Closed ninehusky closed 2 years ago
@ninehusky can you see what happens when you run the tests on a single thread? See: https://doc.rust-lang.org/book/ch11-02-running-tests.html#running-tests-in-parallel-or-consecutively
I suspect what is happening is this: cargo test runs tests in parallel. Multiple tests which use TVM get started at the same time. When TVM gets used for the first time by these tests, it does some kind of initialization in which it initializes the /root/.tvm/tophub directory. So when multiple tests trigger this initialization in parallel, there's a race condition to see which thread creates the directory first.
If that's the case, we'll probably need to find a way to trigger that setup before running the tests.

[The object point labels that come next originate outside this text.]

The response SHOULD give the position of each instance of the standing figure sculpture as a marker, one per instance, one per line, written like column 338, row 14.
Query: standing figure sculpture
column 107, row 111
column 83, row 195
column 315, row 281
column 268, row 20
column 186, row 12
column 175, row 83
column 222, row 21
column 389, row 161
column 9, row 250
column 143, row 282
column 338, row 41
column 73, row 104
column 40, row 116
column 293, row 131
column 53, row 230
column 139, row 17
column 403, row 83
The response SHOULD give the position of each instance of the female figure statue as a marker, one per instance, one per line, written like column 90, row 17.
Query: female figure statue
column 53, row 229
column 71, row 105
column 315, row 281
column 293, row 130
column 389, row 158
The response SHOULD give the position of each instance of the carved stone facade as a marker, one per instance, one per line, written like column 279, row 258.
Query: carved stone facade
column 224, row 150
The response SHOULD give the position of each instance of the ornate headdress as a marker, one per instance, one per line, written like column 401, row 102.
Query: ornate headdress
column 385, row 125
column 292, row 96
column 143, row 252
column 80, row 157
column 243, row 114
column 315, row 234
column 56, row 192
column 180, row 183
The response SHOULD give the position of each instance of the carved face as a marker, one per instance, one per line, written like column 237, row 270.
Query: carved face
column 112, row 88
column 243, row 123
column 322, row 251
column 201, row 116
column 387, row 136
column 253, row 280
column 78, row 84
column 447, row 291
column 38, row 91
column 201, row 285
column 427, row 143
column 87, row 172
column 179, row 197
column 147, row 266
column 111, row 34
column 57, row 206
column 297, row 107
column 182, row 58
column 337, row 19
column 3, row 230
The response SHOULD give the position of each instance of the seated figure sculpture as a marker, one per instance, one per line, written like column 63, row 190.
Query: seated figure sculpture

Oh, lol, this has already been fixed: https://github.com/apache/tvm/commit/bf20107ffe6e96e20125a2209500668777095337
I was looking in the tophub.py file from which the error is triggered. It seemed like the error had been anticipated and fixed, though, so I checked the git blame and found the above PR, in which someone fixed the issue.
So to fix this issue we should just need to update TVM. This may be an easy fix; I'll give it a go right now.
On a clean copy of the repository, running the commands above works on the first iteration.
However, subsequent runs of the test suite produce the following output:
Sometimes, clearing the Docker cache and rebuilding the image can fix this issue, but it doesn't always fix it for some reason.
We should look into this!